A strength of this study is the use of five years of national population-based data to examine rates and types of unintentional injury hospitalization for children and youth in high- and low-percentage Aboriginal identity areas, and the provision of breakdowns by injury type, age group and sex.

However, some limitations warrant discussion. Because Aboriginal identifiers were not available on the HMDB, a geographical proxy was used to designate census DAs as high- or low-percentage Aboriginal identity. Therefore, this is an ecological study reporting results for geographic areas; the associations observed do not necessarily apply at the individual level. As well, the geographic location where the injury occurred was not available.

A threshold of 33% was used to designate a DA as high-percentage Aboriginal identity.10 For high-percentage Inuit identity areas, the 33% cut-off results in the selection of DAs with an average of 93% Aboriginal identity residents younger than age 20 (Appendix Table A). For high-percentage First Nations and Métis identity areas, the 33% cut-off results in the selection of DAs with 86% and 67% Aboriginal identity residents younger than age 20.19 (A higher cut-point would have resulted in a substantial loss of high-percentage Métis identity areas.) Consequently, the findings are not representative of the First Nations, Métis, or Inuit identity populations in Canada.

Table A Demographic and socio-economic census characteristics, by Aboriginal identity group in Dissemination Area, Canada (excluding Quebec), 2001Table A Demographic and socio-economic census characteristics, by Aboriginal identity group in Dissemination Area, Canada (excluding Quebec), 2001

High-percentage First Nations, Métis, and Inuit identity areas defined in this study differ in urban/rural location, population size, and socio-economic characteristics—all factors that have been associated with injury rates.19,20 For example, 100% of the population living in high-percentage Inuit identity DAs were in weak or non-Metropolitan-Influenced zones, compared with 8% of the population in low-percentage Aboriginal identity DAs (Appendix Table A). Similarly, 27% of the population in high-percentage Inuit identity DAs lived in crowded dwellings, compared with 3% of the population in low-percentage Aboriginal identity areas. Also, information about individual and family characteristics such as income, education, and individual behaviours that may influence injury risk was not available on hospital records.
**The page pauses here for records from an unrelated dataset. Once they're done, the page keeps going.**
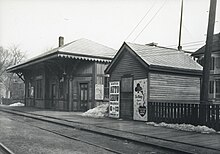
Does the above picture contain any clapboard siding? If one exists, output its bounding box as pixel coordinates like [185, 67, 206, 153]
[110, 49, 147, 81]
[149, 73, 200, 101]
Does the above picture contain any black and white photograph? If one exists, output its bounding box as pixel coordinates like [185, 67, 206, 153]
[0, 0, 220, 154]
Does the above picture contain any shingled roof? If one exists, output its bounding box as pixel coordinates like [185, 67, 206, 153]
[192, 33, 220, 57]
[106, 42, 202, 73]
[7, 38, 117, 72]
[127, 43, 202, 70]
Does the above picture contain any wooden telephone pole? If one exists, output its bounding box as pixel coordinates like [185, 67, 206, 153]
[200, 0, 217, 104]
[177, 0, 183, 51]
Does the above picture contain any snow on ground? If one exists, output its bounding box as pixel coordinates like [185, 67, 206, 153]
[146, 122, 219, 133]
[9, 102, 24, 106]
[82, 104, 108, 118]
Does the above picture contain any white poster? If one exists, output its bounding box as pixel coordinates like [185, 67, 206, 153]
[95, 84, 104, 100]
[133, 79, 148, 121]
[109, 81, 120, 118]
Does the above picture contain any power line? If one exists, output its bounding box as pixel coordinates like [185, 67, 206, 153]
[166, 41, 205, 47]
[125, 1, 156, 41]
[133, 0, 167, 42]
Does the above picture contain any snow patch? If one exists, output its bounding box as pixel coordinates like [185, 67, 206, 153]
[9, 102, 24, 106]
[82, 104, 108, 118]
[146, 122, 216, 133]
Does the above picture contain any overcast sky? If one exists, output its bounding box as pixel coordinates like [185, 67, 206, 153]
[0, 0, 220, 58]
Previous research has found that injuries sustained among First Nations populations tend to be more severe.8,12 Although the injuries included in this analysis were serious enough to result in hospitalization, the severity of those injuries was not assessed. And of course, injuries so severe that they resulted in death before hospital admission were not included in this analysis.

The results do not represent the entire country. Incomplete postal code information for Quebec meant that the province had to be excluded from the study.

Finally, counts for some causes of injury for some Aboriginal identity groups were small.

Conclusion

Elevated rates of unintentional injury hospitalization among children and youth in high-percentage Aboriginal identity areas, compared with those in low-percentage Aboriginal identity areas, prevailed for all causes of injury examined in this analysis. While falls and land transportation injury hospitalizations were the most common, regardless of Aboriginal identity status, disparities between hospitalization rates for high- and low-percentage Aboriginal identity areas were often greatest for less frequent causes such as fire, natural/environmental causes, and drowning/suffocation. The extent of the difference in unintentional injury hospitalizations between high- and low-percentage Aboriginal identity areas varied, depending on whether the comparison was with high-percentage First Nations, Métis or Inuit identity areas.